By todays’ standards of course all of the glimpses at our lead possibly
being part of the early 80’s gay scene are very tame, but at the time it was
incredibly provocative material, especially in a way as it actually has very
little to do with the plot itself, it’s merely another factor in the world of
this character that we live with over the course of Schrader’s run-time. All
the while there is this underworld aspect to the film that can’t be ignored,
aswell as the nature of discretion about the events that occur, a key thing to
note on re-watches is the repeated use of whispering in the film’s soundscape.
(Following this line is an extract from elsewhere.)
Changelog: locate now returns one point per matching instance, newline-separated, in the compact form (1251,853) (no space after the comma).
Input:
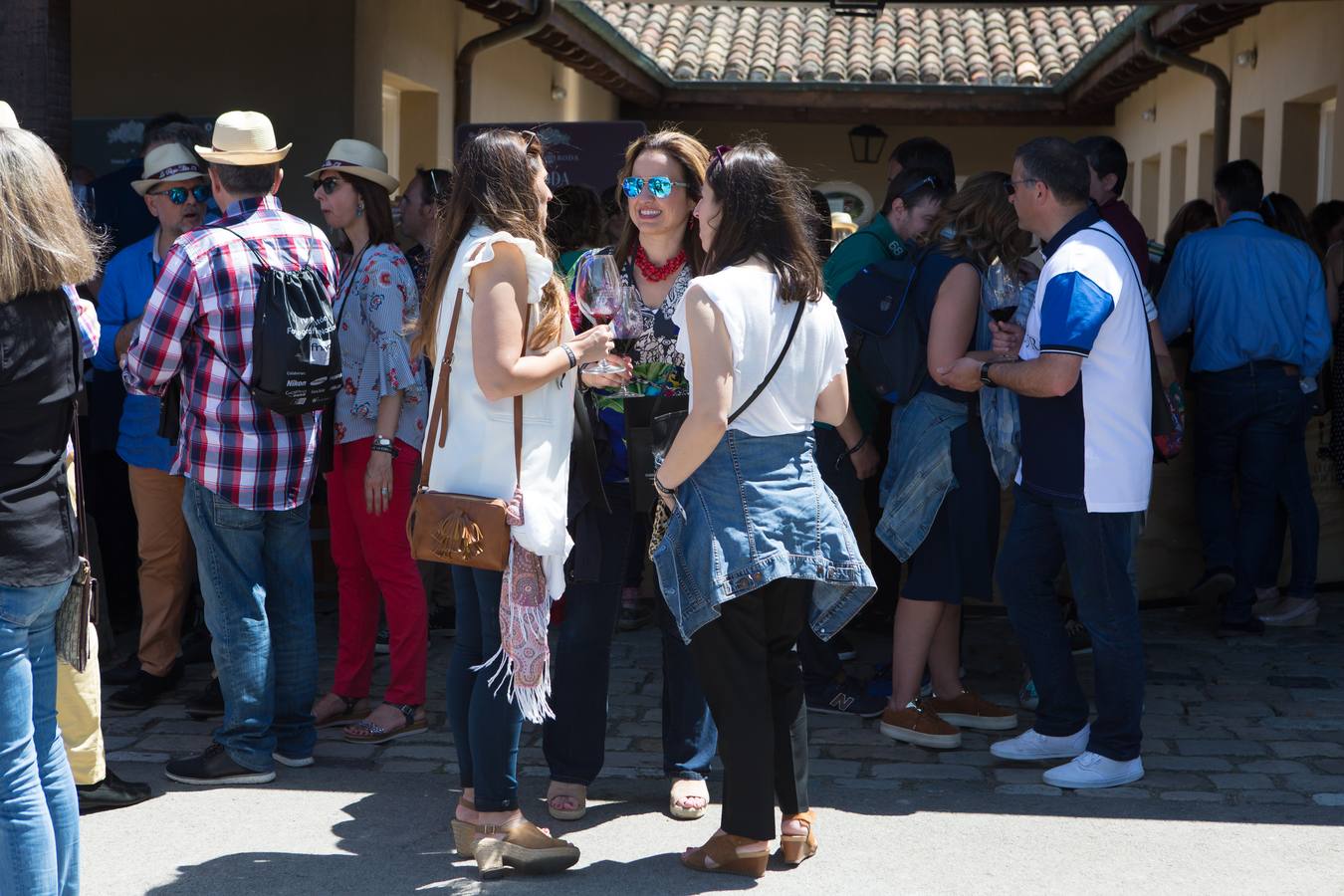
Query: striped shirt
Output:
(199,318)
Over and over again scenes will play out with whole conversations being
whispered by off-screen characters to further bring us into the mind of Gere as
everywhere he goes someone is most likely commenting on his nature. The whole
film rides this fine and almost invisible line between decadence and affluence
and grime and truth, balancing the true darkness of the world of sex work and
the façade of its glamour, along with the matter of fact workman aspects of it
for those who have it quite simply as their daily job. Everything on screen
works together to bring this dichotomy to the forefront of the frame, the
sumptuous photography of L.A by John Bailey, the editing of Richard Halsey. The
biggest assets to the films effervescent style of course however being the work
of the two Giorgio’s who had an incredible involvement in the final product;
Armani and Morodor. The costuming by Armani is of course sublime and the way in
which the supreme movie stardom of Gere pulls off it all is the sort of thing
that movie stars are made off and Schrader knows so very well how to deploy
Gere’s talents. Pair this with the pulsating sensational score of Moroder and
the film can’t help but drip off a world one longs to enter and be a part off,
even if Schrader relishes in presenting the darkness of the world in tandem
with the glamour. Moroder too throughout also deconstructs and incorporates the
film’s masterpiece featured song Call Me by Blondie, a song so incredibly great that it
goes without saying the impact the blasting of it over the initial montage of
Gere going about L.A has on an audience member. It’s an extremely powerful and
pulsating opening that rockets us into the world we are about to stay in for
some time. Which makes the ending of the film, a protracted and desperately
slow sequence of short scenes broken up by full fades to black, feel even more
like a far-cry from where we began. It’s a film that by the end we realise was
something else entirely and it’s a masterful character study along the way too.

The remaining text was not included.